Indirekt wende ich diese Technik schon an, und zwar bei der DJI Mavic, weil hier bedingt durch den recht kleinen Sensor ein Aufhellen der Schatten sehr enge Grenzen gesetzt sind.
ETTR noch sinnvoll?
Jeder sollte für sich einmal ausprobieren, ob diese Technik etwas bringt. Der Gewinn an etwas mehr Details in relativ gering und die Rauschreduzierung als Nebeneffekt der ETTR ist bei den übliche ISO Werten kaum feststellbar.
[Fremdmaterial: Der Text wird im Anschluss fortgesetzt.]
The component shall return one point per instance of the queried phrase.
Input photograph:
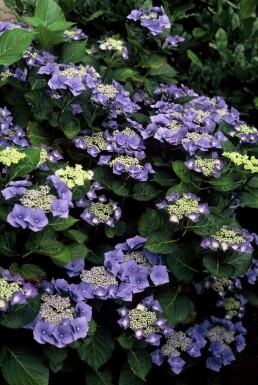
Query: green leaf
(120, 188)
(99, 377)
(150, 221)
(12, 45)
(62, 257)
(28, 271)
(145, 191)
(218, 267)
(221, 39)
(240, 262)
(77, 235)
(179, 262)
(163, 177)
(25, 165)
(119, 229)
(7, 244)
(21, 367)
(166, 73)
(34, 21)
(177, 307)
(49, 38)
(183, 173)
(140, 362)
(123, 74)
(60, 224)
(194, 58)
(45, 243)
(80, 191)
(160, 242)
(37, 135)
(152, 61)
(18, 316)
(208, 224)
(78, 251)
(126, 377)
(198, 32)
(150, 85)
(73, 52)
(248, 199)
(247, 8)
(96, 14)
(224, 183)
(59, 26)
(56, 357)
(97, 350)
(253, 182)
(126, 340)
(49, 11)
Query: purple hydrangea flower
(154, 20)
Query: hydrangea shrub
(121, 250)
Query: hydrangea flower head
(186, 206)
(61, 320)
(14, 290)
(235, 239)
(154, 20)
(132, 263)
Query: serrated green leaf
(18, 316)
(73, 52)
(151, 221)
(140, 362)
(179, 262)
(25, 165)
(163, 177)
(194, 58)
(49, 11)
(126, 340)
(21, 367)
(78, 251)
(60, 224)
(183, 173)
(248, 199)
(218, 267)
(123, 74)
(126, 376)
(120, 188)
(208, 224)
(221, 39)
(119, 229)
(97, 350)
(177, 307)
(80, 191)
(56, 357)
(152, 61)
(99, 377)
(224, 183)
(247, 8)
(7, 244)
(240, 261)
(165, 73)
(37, 135)
(59, 26)
(28, 271)
(62, 257)
(160, 242)
(49, 38)
(77, 235)
(45, 243)
(34, 21)
(12, 45)
(145, 191)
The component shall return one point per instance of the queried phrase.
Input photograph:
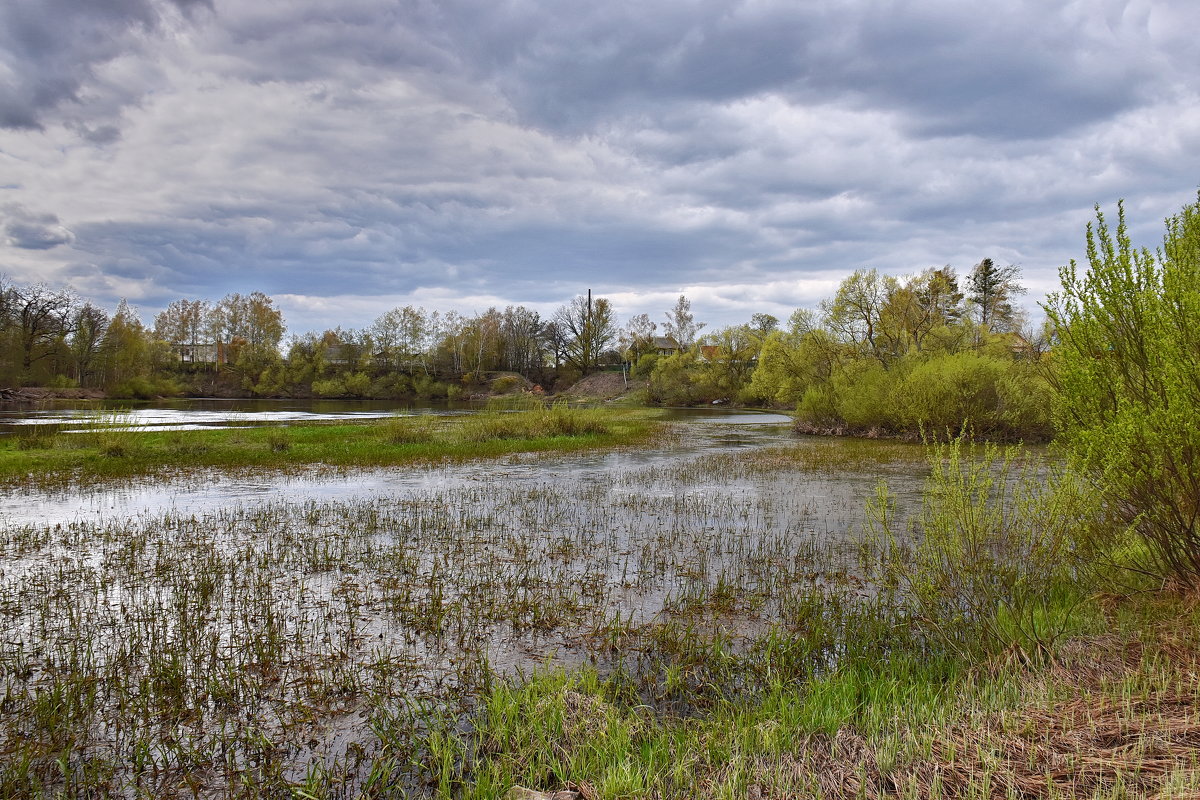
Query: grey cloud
(31, 230)
(51, 48)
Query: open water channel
(315, 611)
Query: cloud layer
(357, 155)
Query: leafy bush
(990, 563)
(141, 388)
(329, 388)
(1127, 380)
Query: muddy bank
(37, 394)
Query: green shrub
(993, 559)
(329, 388)
(408, 429)
(1127, 384)
(141, 388)
(505, 384)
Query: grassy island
(113, 449)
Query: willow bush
(1127, 379)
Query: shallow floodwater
(707, 432)
(321, 612)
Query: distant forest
(882, 355)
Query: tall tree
(637, 336)
(855, 313)
(682, 325)
(588, 328)
(522, 344)
(42, 320)
(88, 328)
(991, 289)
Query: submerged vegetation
(756, 623)
(112, 447)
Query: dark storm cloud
(49, 48)
(997, 70)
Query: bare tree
(588, 329)
(682, 325)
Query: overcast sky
(348, 156)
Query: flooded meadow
(323, 633)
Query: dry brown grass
(1109, 735)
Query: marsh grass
(111, 447)
(653, 632)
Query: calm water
(707, 432)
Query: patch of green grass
(113, 451)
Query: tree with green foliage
(991, 289)
(1127, 379)
(588, 326)
(682, 325)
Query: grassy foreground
(112, 449)
(1113, 715)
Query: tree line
(875, 326)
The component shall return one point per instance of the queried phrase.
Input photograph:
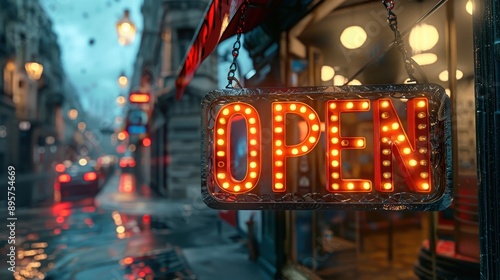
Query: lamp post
(34, 70)
(126, 29)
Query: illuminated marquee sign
(363, 147)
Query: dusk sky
(91, 55)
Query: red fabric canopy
(213, 30)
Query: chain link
(236, 49)
(392, 20)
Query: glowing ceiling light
(353, 37)
(339, 80)
(327, 73)
(443, 76)
(423, 37)
(72, 114)
(425, 58)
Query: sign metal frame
(439, 120)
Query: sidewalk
(122, 194)
(220, 260)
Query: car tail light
(60, 167)
(128, 260)
(89, 176)
(64, 178)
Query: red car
(76, 181)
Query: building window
(8, 78)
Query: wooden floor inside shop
(384, 256)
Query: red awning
(213, 30)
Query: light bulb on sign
(327, 73)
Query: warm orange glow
(146, 142)
(333, 114)
(395, 145)
(122, 135)
(139, 98)
(407, 149)
(282, 150)
(89, 176)
(64, 178)
(222, 137)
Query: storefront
(310, 49)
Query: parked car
(77, 181)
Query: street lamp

Z.B. habe ich mit der 5D MK II Vergleichsbilder mit ISO 50 und bei der Lumix G81 mit ISO 100 (also beides Werte die nicht der Nomimalempfindlichkeit des Sensors entsprechen) aufgenommen, und kann den Unterschied kaum ausmachen.
Was sich vielleicht noch lohnen könnte, ist diese Technik bei Video einzusetzen, denn hier filmen wir üblicherweise mit einem JPEG-Format, dass einerseits nicht den Dynamikumfang aufweist. Deshalb werden hier ja üblicherweise auch Formate mit geringem Kontrast eingesetzt, um später mehr Zeichnung in den Schatten zu erhalten.
Wie seht ihr das, eine Technik, die sich auch heute noch lohnt, oder machte ETTR nur vor vielen Jahren Sinn?